Entrepreneurs need to take these steps, according to the experts, to create financial resiliency in their businesses. As the economy continues to weaken, revenue will decline, which means layoffs. This means fewer consumers with money to spend in the economy, which leads to even more layoffs. It doesn't take a genius to see how this can quickly spiral out of control.

While times like these can be scary, they also tend to be when the biggest opportunities arise. In fact, some of the most successful companies in the world, including Sun Microsystems, Uber, Microsoft, Airbnb, and Slack, to name a few. And according to Fortune magazine, over half of Fortune 500 companies were started during a financial crisis.

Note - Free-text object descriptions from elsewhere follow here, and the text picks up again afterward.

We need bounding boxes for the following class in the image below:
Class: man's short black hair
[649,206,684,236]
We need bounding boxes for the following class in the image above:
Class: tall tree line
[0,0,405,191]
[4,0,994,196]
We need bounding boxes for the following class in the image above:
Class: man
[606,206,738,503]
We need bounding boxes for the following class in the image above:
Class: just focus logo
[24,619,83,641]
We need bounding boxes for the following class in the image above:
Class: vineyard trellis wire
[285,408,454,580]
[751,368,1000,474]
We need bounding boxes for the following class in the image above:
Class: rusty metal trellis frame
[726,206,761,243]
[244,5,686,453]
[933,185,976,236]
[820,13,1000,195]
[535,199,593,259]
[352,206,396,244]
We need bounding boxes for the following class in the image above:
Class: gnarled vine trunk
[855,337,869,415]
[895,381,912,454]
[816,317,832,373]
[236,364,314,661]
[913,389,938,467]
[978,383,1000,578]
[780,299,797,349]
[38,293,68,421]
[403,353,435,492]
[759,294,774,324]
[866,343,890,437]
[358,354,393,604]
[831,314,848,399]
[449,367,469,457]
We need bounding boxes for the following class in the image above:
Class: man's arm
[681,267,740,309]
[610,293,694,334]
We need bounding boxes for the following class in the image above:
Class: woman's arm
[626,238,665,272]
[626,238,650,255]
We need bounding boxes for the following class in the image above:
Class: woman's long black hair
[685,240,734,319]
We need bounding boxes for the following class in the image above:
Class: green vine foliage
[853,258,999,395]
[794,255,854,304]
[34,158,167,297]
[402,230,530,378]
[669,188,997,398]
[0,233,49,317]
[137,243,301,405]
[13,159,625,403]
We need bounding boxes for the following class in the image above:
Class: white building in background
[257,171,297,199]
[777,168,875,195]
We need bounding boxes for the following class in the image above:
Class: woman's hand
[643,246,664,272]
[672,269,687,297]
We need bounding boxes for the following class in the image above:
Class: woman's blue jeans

The key, says Phelps, is to build a financial foundation that enables you to capitalize on opportunities you come across.

"Right now, it isn't about swinging for the fences. It's about making the smart money moves by becoming more financially resilient. This means reducing debt, increasing profit margins, and minimizing risk. It also means becoming more valuable to your customers so that you can retain more of them and the cashflow they provide, through the hard economic times we have ahead of us. And it means being prepared to capitalize on the opportunities that tend to arise during times like these," he explains.

With the challenges we're currently facing in today's economy, coupled with the additional challenges looming just over the horizon, it's clear that the status quo isn't going to work. Surviving, or better yet, thriving, through the coming years will require a combination of the right financial decisions, proactive preparation, and mental toughness.